The person who organized those meetings was also furloughed - and since furloughed employees aren't allowed to work, the reminders persist.

"We have too many meetings" is something of a chorus in many workplaces, so it might seem paradoxical to mourn their halting. But they provide more than we might realize.

"We're probably the most social species out there," said Shira Gabriel, an associate professor of psychology at SUNY Buffalo, and work meetings still "fill a need for social interaction. Because this [need] is such a primitive system that we evolved to connect to other people, we might not be conscious of our feelings around it," Gabriel said. "We might not care about missing this work meeting or that event until it's gone."

In some instances, calendar reminders can spark anxiety for those who, due to the virus, cannot meet their deadlines.

Lindsay Hoffman, who works in fundraising for Sibley Memorial Hospital in Washington, checks her Outlook calendar daily. "But lately, it's become very frustrating to me because I'm seeing none of my deadlines are going to be met," because everyone is a bit too preoccupied, she says. "I don't know what the new deadlines are going to be. I almost want to turn off the reminders, but I can't because I still have meetings."

"It's driving me insane because I'm a very detail-oriented person," she added. "I can't say, 'OK, I'm just going to put this on my calendar in two months for now.' It's like the world is on hold."

One simple suggestion both Gabriel and Howell offered is to do the potentially painful work of clearing your calendar out in one swoop. That worked for Casey Cave, who works in fundraising with Hoffman at Sibley and, as she put it, lives "by my planner and calendar."

"I probably have every moment of my day scheduled up from 4:30 a.m. to 10 p.m.," she said. But those professional and social engagements began dropping off. Still feeling the need to plan out her days, she decided to take a deep breath and replace the things she had planned to do with what she was actually doing, one month at a time. In-person work events were X-ed out and replaced with the words "work from home." Zoom hangs replaced evening outings - both in reality and on the docket.

So, with each new month of self-quarantine, "I just bite the bullet and do it," Cave said. "I do it in one sweep. It's like ripping the Band-Aid off. It's a little less painful than doing it week to week."
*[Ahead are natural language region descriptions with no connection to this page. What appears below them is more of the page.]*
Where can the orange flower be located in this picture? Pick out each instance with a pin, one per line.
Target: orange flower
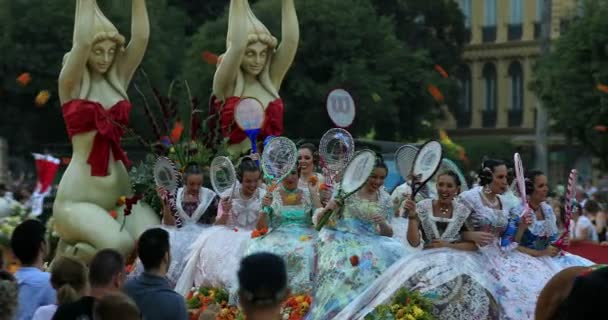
(313, 180)
(434, 91)
(441, 71)
(354, 261)
(42, 98)
(601, 128)
(210, 58)
(176, 133)
(24, 79)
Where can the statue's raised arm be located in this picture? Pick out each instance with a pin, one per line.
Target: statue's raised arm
(253, 67)
(140, 34)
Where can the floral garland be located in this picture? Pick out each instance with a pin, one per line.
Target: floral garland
(405, 305)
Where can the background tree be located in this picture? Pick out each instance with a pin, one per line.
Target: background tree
(571, 79)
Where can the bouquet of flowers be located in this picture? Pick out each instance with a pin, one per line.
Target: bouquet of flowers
(405, 305)
(211, 303)
(296, 307)
(18, 214)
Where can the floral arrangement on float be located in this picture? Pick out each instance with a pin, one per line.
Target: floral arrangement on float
(180, 133)
(405, 305)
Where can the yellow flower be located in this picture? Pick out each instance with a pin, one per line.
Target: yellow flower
(417, 311)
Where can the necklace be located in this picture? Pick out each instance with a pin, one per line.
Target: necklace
(491, 203)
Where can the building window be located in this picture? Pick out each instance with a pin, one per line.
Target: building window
(463, 114)
(490, 96)
(489, 21)
(467, 12)
(516, 105)
(516, 19)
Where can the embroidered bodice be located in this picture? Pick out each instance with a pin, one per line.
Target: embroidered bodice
(298, 215)
(202, 211)
(84, 116)
(540, 233)
(355, 216)
(245, 212)
(448, 229)
(273, 120)
(482, 217)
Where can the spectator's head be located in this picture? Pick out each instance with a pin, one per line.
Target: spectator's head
(28, 242)
(591, 207)
(153, 250)
(8, 296)
(69, 278)
(115, 306)
(585, 300)
(262, 286)
(107, 270)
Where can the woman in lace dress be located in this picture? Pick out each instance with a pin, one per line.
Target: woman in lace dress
(214, 258)
(537, 231)
(518, 278)
(291, 234)
(197, 208)
(356, 247)
(446, 271)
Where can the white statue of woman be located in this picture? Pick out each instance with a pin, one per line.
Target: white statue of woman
(254, 67)
(92, 90)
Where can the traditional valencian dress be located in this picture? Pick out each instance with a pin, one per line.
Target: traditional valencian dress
(450, 278)
(215, 256)
(518, 277)
(542, 233)
(351, 254)
(291, 237)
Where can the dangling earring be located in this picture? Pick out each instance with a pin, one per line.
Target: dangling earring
(486, 189)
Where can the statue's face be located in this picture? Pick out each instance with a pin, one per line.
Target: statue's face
(255, 58)
(102, 56)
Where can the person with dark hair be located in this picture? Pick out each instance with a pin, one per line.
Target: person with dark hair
(262, 286)
(106, 276)
(216, 253)
(69, 279)
(583, 229)
(359, 234)
(195, 211)
(116, 306)
(29, 246)
(150, 290)
(287, 212)
(518, 277)
(537, 227)
(308, 161)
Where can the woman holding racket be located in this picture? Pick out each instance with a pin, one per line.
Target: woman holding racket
(537, 230)
(215, 256)
(517, 277)
(291, 234)
(446, 270)
(356, 247)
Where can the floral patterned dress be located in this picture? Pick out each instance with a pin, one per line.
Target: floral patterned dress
(351, 255)
(517, 277)
(542, 233)
(449, 277)
(291, 237)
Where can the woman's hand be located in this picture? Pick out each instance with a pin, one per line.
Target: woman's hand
(437, 243)
(267, 200)
(409, 206)
(479, 237)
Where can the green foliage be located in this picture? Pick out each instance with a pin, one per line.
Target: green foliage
(567, 80)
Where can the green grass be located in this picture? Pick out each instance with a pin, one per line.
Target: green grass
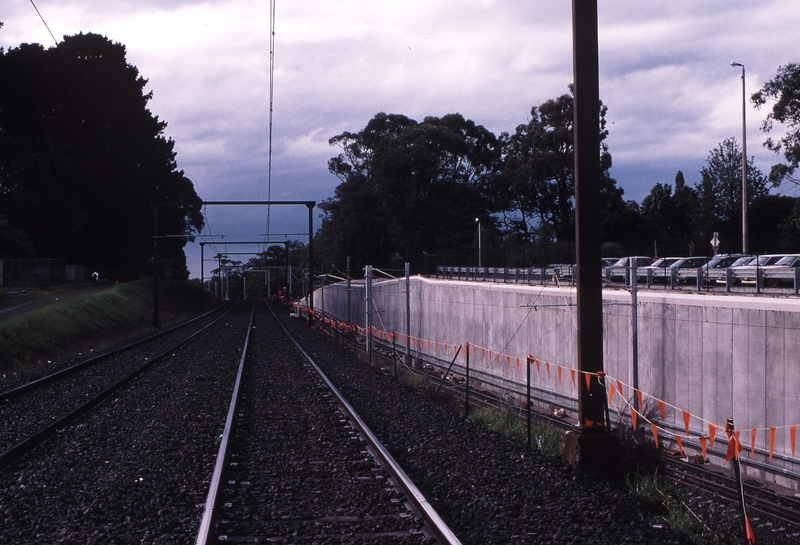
(91, 321)
(508, 423)
(415, 381)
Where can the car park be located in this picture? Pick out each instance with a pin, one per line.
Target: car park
(618, 271)
(715, 269)
(749, 272)
(659, 268)
(782, 272)
(687, 268)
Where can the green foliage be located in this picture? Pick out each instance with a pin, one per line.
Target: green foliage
(88, 321)
(415, 381)
(783, 92)
(509, 423)
(720, 189)
(408, 187)
(82, 159)
(538, 171)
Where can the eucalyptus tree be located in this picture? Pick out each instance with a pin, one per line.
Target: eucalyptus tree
(538, 173)
(408, 187)
(783, 91)
(82, 158)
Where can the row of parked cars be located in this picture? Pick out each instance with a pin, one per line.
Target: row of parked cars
(770, 270)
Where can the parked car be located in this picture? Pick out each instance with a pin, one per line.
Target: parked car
(660, 268)
(687, 268)
(748, 272)
(781, 272)
(619, 269)
(715, 268)
(641, 261)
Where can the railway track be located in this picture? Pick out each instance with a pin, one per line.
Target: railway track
(33, 411)
(296, 464)
(768, 509)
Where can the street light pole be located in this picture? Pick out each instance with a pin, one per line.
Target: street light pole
(744, 163)
(478, 220)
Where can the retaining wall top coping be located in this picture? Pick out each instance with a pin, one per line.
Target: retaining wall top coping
(682, 298)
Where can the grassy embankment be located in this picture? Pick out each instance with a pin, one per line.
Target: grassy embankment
(91, 320)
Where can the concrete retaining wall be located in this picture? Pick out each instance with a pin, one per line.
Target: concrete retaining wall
(714, 356)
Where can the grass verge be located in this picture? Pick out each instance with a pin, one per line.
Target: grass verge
(91, 321)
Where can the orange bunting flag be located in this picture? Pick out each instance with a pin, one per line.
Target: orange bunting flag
(771, 442)
(734, 447)
(731, 448)
(751, 537)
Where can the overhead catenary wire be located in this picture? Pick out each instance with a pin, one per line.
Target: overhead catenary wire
(44, 22)
(271, 102)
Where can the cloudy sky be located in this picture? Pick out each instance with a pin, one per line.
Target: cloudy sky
(665, 75)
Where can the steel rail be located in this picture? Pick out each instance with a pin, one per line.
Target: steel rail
(26, 445)
(212, 501)
(434, 522)
(13, 392)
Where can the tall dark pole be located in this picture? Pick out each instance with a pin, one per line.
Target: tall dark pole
(202, 275)
(311, 258)
(745, 245)
(587, 212)
(155, 267)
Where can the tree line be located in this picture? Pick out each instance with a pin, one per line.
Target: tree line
(430, 192)
(83, 160)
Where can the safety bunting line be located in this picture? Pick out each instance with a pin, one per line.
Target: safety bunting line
(613, 386)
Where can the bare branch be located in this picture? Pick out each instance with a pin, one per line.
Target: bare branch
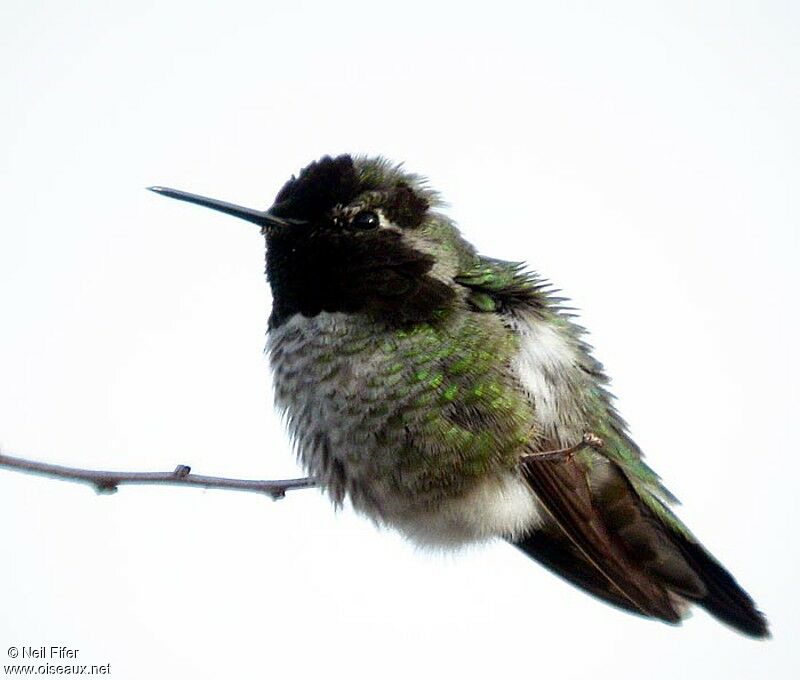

One key to updating the calendar, Gabriel said, is to allow yourself time to mourn the things you looked forward to, even if they seem small. Don't "double up on negative emotion" by feeling guilty for being genuinely bummed that you're, say, missing a Brian Fallon concert or the "Black Widow" premiere.

After that, it's vital to keep the mind occupied in whatever way works for you. Based on her research, Gabriel argues that it's important to let go of the guilt around screen time and take the opportunity to indulge in your favorite comfort foods, as they're often "associated with social connections, love, caring for others and being cared for."

Gabriel also suggested finding replacements for rituals like concerts and rallies and church and football games that "give a sense of connective effervescence." Now New York City residents throw their windows open each day to cheer for essential workers each night at 7 p.m. Across the country, people are placing stuffed bears in their windows for children to seek. Bands are setting up in yards. People are writing each other notes in sidewalk chalk. It all helps us "feel like we're part of something larger."

"It's very easy for all our days to float into each other and for none of it to feel special," Gabriel said. But, she added, if anyone can make it through something like this, it's humanity, calendars be damned. We created the alerts, so we can defeat them.